Some taxpayers have taken
aggressive tax positions in order to reduce their income taxes, arguing that
the FMV of the property they inherited was actually greater than the FMV used
in the decedent’s estate tax return. In
response, on July 31, 2015, Congress enacted a basis consistency law and
granted the IRS sweeping powers to carry out the intent of the law. On March 4, 2016, the IRS published temporary
and proposed regulations.
The executor of the estate
must report the FMV of the property to the IRS on Form 8971 and to any person
acquiring ownership in the property on Schedule A to Form 8971. The report must be furnished the earlier
of: 1) 30 days after the estate tax
return due date (including extensions), or 2) 30 days after the filing of the
estate tax return. Any adjustment to the
FMV must also be reported within 30 days of the adjustment. Penalties apply to late or incomplete
reporting, and also to any understatement of income tax from using a tax basis
greater that the FMV as finally determined for the estate tax return. The IRS has extended the due date to March
31, 2016 for all Forms 8971 that were due before then.
For the vast majority of
estates, these reporting rules will not apply.
Reporting is required only if an estate tax return (Form 706) is
required to be filed because the decedent’s gross estate (which includes prior
taxable gifts) exceeds the basic exclusion amount, which is $5,450,000 in 2016. Form 8971 is not required in the following
situations:
· Form 706 is filed only to make the portability
election.
· Form 706 is filed for the sole purpose of making an
allocation or an election for purposes of the generation-skipping transfer tax.

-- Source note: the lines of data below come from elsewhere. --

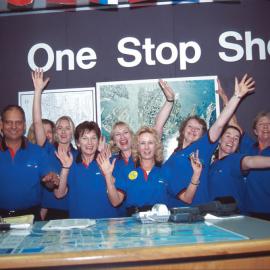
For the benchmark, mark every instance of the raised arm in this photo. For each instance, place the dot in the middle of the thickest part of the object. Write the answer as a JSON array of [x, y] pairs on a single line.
[[242, 88], [233, 120], [166, 109], [66, 159], [103, 160], [188, 195], [255, 162], [39, 85]]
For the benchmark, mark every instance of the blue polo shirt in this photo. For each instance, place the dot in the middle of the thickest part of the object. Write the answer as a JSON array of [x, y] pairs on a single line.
[[88, 196], [123, 166], [179, 171], [48, 198], [226, 178], [141, 189], [258, 181], [21, 176]]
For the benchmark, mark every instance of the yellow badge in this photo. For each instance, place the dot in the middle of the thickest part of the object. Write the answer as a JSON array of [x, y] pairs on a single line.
[[132, 175]]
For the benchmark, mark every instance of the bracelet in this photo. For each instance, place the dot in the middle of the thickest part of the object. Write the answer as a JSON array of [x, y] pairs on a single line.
[[195, 184], [239, 97]]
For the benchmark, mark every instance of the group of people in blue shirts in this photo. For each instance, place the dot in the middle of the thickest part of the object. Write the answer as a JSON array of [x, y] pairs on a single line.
[[52, 179]]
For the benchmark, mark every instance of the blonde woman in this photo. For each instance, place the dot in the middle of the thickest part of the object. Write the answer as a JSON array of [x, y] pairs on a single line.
[[146, 184]]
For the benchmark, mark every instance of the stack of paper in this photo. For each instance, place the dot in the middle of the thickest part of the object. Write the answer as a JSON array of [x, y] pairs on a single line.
[[67, 224], [19, 222]]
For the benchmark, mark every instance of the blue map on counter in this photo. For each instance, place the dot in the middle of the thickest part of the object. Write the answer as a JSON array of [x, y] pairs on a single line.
[[119, 233]]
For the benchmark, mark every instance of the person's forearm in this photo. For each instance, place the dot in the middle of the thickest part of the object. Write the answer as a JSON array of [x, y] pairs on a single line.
[[163, 116], [37, 119], [224, 117], [255, 162], [62, 188]]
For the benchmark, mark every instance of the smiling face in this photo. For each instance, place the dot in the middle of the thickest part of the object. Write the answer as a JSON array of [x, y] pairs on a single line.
[[63, 132], [192, 131], [88, 143], [262, 129], [122, 137], [146, 146], [229, 142], [13, 125]]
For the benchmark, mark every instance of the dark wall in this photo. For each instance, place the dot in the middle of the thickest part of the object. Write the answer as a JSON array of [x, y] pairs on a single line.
[[101, 30]]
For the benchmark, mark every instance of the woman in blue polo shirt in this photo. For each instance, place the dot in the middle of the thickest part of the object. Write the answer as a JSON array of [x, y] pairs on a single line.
[[229, 169], [258, 186], [52, 208], [147, 183], [193, 137], [82, 177]]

· A protective Form 706 is filed for an estate having a
FMV of less than the basic exclusion amount in order to start the statute of
limitations (SOL) against a potential IRS audit.
If Form 8971 is required
to be filed, not every item included on the estate tax return has to be
reported on Schedule A. Exemptions are:
· Cash and equivalents.
· IRD assets.
· Tangible personal property having a total value of
$3,000 or less.
· Property sold by the estate at a gain or loss.
Some big surprises in the
regulations just published:
· If the executor of the estate has not determined which
specific property each beneficiary will receive, then each beneficiary must
receive a report of all of the estate’s property that could be used to satisfy
the beneficiary’s interest. This
requirement is sure to cause controversy among the beneficiaries when they see
the size of the estate and the types of property that are available to
them! Most of the time the executor will
not make distributions out of an estate until after receiving a “closing letter
(or its current IRS equivalent)” to protect against any personal liability for
additional estate tax from an IRS audit.
· A so-called “zero basis rule” is introduced by the
IRS, and seems contrary to well established tax law. The IRS states that if property is discovered
to have been left off of the estate tax return, and would have increased the
estate tax if included, its income tax basis is zero no matter the
FMV. If the SOL has not expired on the
estate tax return, then the executor can amend the return and add the
overlooked asset and restore the tax basis.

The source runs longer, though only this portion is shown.